The Fed raises rates mainly to fight inflation. When prices are rising faster than its roughly 2 percent target, the Fed lifts its key interest rate, which makes borrowing more expensive across the economy. That leads families and businesses to borrow and spend a little less, which cools demand and slows how fast prices can rise. It is a deliberate way of tapping the brakes. Cutting rates does the opposite: it makes borrowing cheaper to give a weak economy a boost. In mid-2026 inflation was still above target, so instead of cutting, the Fed and the market shifted toward holding rates high or possibly raising them.
What changed to make markets expect hikes instead of cuts?
Three things. First, inflation stayed stubborn. It came down from its peak but remained well above the Fed's 2 percent goal, kept firm by higher oil prices from overseas tensions, tariffs on some imports, and heavy spending tied to the artificial intelligence boom. Second, the Fed got a new chair, Kevin Warsh, who has made returning inflation to 2 percent his clear priority. Third, the Fed dropped some of its usual language hinting at future cuts. Together those pushed traders to price in a strong chance that rates stay high or move higher, rather than the cuts they expected earlier in the year.

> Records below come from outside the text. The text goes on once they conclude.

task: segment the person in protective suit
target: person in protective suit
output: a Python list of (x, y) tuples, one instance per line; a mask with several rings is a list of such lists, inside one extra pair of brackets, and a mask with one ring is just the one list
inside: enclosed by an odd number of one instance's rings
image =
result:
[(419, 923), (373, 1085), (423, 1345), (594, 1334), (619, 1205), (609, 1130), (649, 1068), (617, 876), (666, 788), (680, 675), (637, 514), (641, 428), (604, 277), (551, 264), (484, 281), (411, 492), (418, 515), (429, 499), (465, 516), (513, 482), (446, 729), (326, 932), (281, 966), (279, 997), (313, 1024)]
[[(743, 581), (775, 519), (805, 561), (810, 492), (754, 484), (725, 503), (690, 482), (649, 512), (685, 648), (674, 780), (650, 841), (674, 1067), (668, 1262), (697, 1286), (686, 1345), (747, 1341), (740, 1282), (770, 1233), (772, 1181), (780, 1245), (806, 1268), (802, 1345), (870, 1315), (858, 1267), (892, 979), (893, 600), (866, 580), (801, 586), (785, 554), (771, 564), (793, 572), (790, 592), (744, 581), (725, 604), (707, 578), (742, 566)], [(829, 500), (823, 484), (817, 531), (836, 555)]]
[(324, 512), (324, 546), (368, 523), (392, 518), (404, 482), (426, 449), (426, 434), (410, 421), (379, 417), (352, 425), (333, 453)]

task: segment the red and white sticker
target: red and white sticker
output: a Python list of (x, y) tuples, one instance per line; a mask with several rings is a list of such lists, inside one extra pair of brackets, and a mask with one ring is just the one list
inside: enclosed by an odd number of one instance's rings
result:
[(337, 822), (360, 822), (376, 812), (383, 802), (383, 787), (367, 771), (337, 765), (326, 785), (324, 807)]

How does the Fed's interest rate affect my everyday money?
The Fed does not set your specific mortgage or credit card rate, but it sets a key rate that ripples into all of them. When the Fed's rate is high or rising, mortgages, car loans, and credit card rates tend to climb, so borrowing costs more. The upside is that savings accounts and certificates of deposit pay more interest, which rewards savers. When the Fed cuts, the reverse happens: loans get cheaper but your savings earn less. That is why the direction of the Fed's rate matters to your budget even if you never watch the financial news.
What should I actually do while rates are uncertain?
Focus on what you control rather than guessing the Fed. While rates are high, move idle cash into a high-yield savings account or certificate of deposit so it earns a real return, and aggressively pay down high-interest debt like credit cards, which get more expensive as rates rise. If rates eventually fall, that is the time to look at refinancing a mortgage or other loans. Underneath all of it, keep investing steadily in a broad, low-cost index fund through both high-rate and low-rate periods. A consistent habit beats trying to time each turn of the rate cycle.